JONATHAN ERNST REUTERS

On Thursday the Supreme Court ruled against a challenge to the Affordable Care Act which had threatened the healthcare of millions of Americans. The case was brought by a number of Republican-led states and the former Trump administration and had called for the entire law, also known as Obamacare, to be blocked.

The Supreme Court’s decision was announced by Justice Stephen Breyer, with a 7-2 vote in favour of dismissing the Republican challenge. Only Justices Samuel Alito and Neil Gorsuch dissented.

In his written appraisal of the attempt, Breyer said that the claimants had “failed to show that they have standing to attack as unconstitutional the Act's minimum essential coverage provision."

What is the Affordable Care Act?

The Affordable Care Act was signed into law by former President Barack Obama in 2010 and provided affordable health insurance for those who had struggled to get coverage. It is estimated that nearly 54 million Americans, roughly a quarter of non-elderly adults, have pre-existing conditions that would make it difficult for them to find insurance in the individual market.

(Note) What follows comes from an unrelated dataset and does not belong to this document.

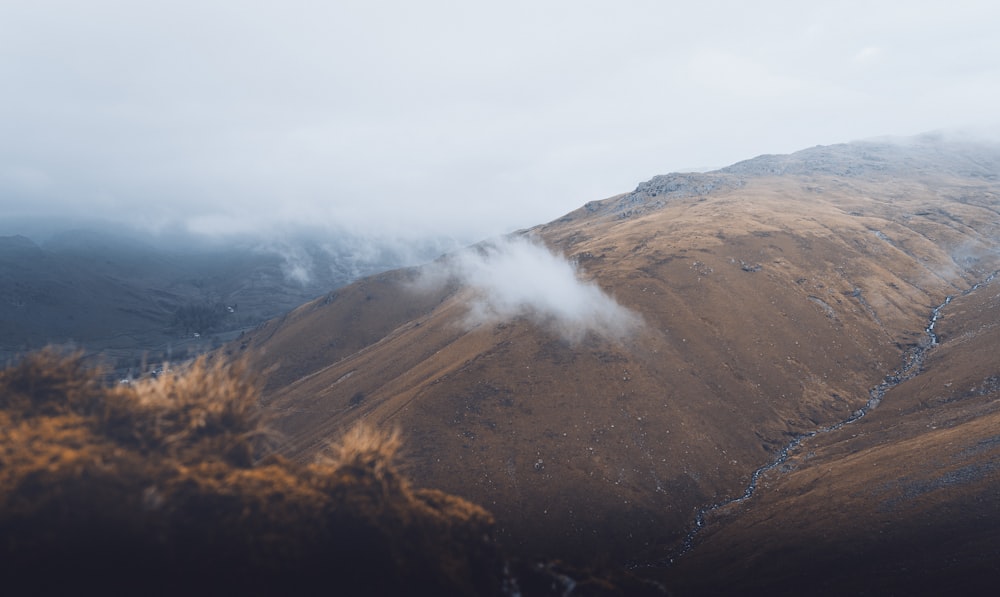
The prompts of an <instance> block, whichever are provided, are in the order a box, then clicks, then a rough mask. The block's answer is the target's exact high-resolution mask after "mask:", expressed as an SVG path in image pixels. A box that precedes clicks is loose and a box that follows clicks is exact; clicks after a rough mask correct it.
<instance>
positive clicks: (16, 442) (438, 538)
mask: <svg viewBox="0 0 1000 597" xmlns="http://www.w3.org/2000/svg"><path fill="white" fill-rule="evenodd" d="M101 379H102V378H101V375H100V372H99V371H93V370H88V369H87V368H85V367H84V366H83V365H82V361H81V357H80V355H69V356H66V355H60V354H58V353H56V352H54V351H51V350H47V351H43V352H40V353H36V354H33V355H29V356H27V357H25V358H24V359H22V360H21V361H20V362H19V363H17V364H15V365H14V366H13V367H11V368H9V369H7V370H5V371H2V372H0V579H2V581H0V582H3V583H5V584H4V585H3V591H4V593H5V594H21V593H32V594H45V593H52V594H55V593H60V594H61V593H65V592H69V591H73V592H76V593H79V592H83V593H90V592H96V591H100V592H104V593H124V592H130V593H134V592H141V593H145V594H156V593H161V594H177V593H196V594H231V593H248V594H272V593H282V594H298V593H303V592H314V591H315V590H316V589H317V588H322V589H323V592H324V593H329V594H407V593H408V594H413V593H427V594H441V595H448V594H464V595H472V594H475V595H481V594H493V593H499V592H500V590H501V586H502V568H503V562H502V559H501V558H500V556H499V553H498V551H497V548H496V545H495V542H494V541H493V539H492V530H493V520H492V517H491V516H490V515H489V514H488V513H487V512H486V511H484V510H482V509H481V508H479V507H478V506H475V505H473V504H470V503H468V502H465V501H464V500H461V499H459V498H456V497H453V496H449V495H446V494H444V493H441V492H438V491H434V490H425V489H415V488H413V487H412V485H411V483H410V482H409V481H408V480H407V479H406V478H405V476H403V475H402V474H401V473H400V472H399V469H398V463H397V458H398V453H399V450H400V448H401V445H402V439H401V434H400V433H399V431H397V430H392V431H387V432H386V431H379V430H376V429H373V428H371V427H364V426H361V427H355V428H352V429H351V430H348V431H347V432H346V433H345V434H344V435H343V436H342V437H341V438H340V439H339V440H337V441H334V442H333V443H332V444H331V448H330V450H329V451H328V453H327V454H325V455H324V456H323V457H322V458H321V459H320V460H319V461H317V462H315V463H312V464H307V465H300V464H296V463H294V462H291V461H289V460H287V459H285V458H282V457H281V456H280V455H277V454H274V453H272V451H273V446H274V445H275V435H274V434H273V433H272V432H271V431H269V429H268V426H267V417H266V416H264V414H263V411H262V410H261V408H260V407H259V406H258V396H259V394H258V391H257V388H258V387H259V385H258V380H256V379H255V377H254V375H252V372H251V371H250V370H249V369H248V368H247V367H246V366H245V364H243V363H239V362H237V363H220V362H216V363H212V362H211V361H209V360H207V359H204V358H202V359H199V360H197V361H195V362H194V363H193V364H191V365H189V366H187V367H184V368H181V369H176V370H173V371H167V372H166V373H165V374H163V375H160V376H159V377H158V378H156V379H152V378H150V379H144V380H140V381H139V382H136V383H134V384H127V385H126V384H122V385H115V386H107V385H104V384H103V383H102V382H101Z"/></svg>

The Affordable Care Act offers a variety of protections for those with pre-existing conditions which make it easier for them to find affordable coverage. Its passage over a decade ago has been credited as one of the most significant reforms of the US healthcare system for decades.

President Biden was serving as Obama’s number two when the legislation was first passed and it is no surprise that such a passionate supporter of the programme has looked to strengthen it since taking office earlier this year.

The Trump administration had attempted to chip away at the law with a serious of amendments but Biden has looked to reverse them. His central goal was to increase the number of people with health insurance in America, which he did by stripping back the work requirements introduced by his predecessor.

How does the Affordable Care Act affect me?

As mentioned there has been a concerted effort in recent months to widen the uptake of Obamacare health coverage and it seems that it has been successful. Earlier this month the White House announced that a total of 31.4 million people are currently covered by the Affordable Care Act. This includes around 14.8 million who had qualified for the expanded Medicaid programme, which had made more low-income adults eligible.

The Supreme Court defeat for Republicans and Trump means that there will be no rolling back of the protections and the coverage offered by the Affordable Care Act. Crucially, during a pandemic, this means that millions will retain their affordable healthcare.

Since the start of the pandemic many people have seen their livelihoods threatened and Obamacare has offered a safety net for Americans who have lost their jobs. Enrolment in the Affordable Care Act has risen sharply since March 2020 and Biden will have been delighted to stave off the third Supreme Court challenge to the legislation.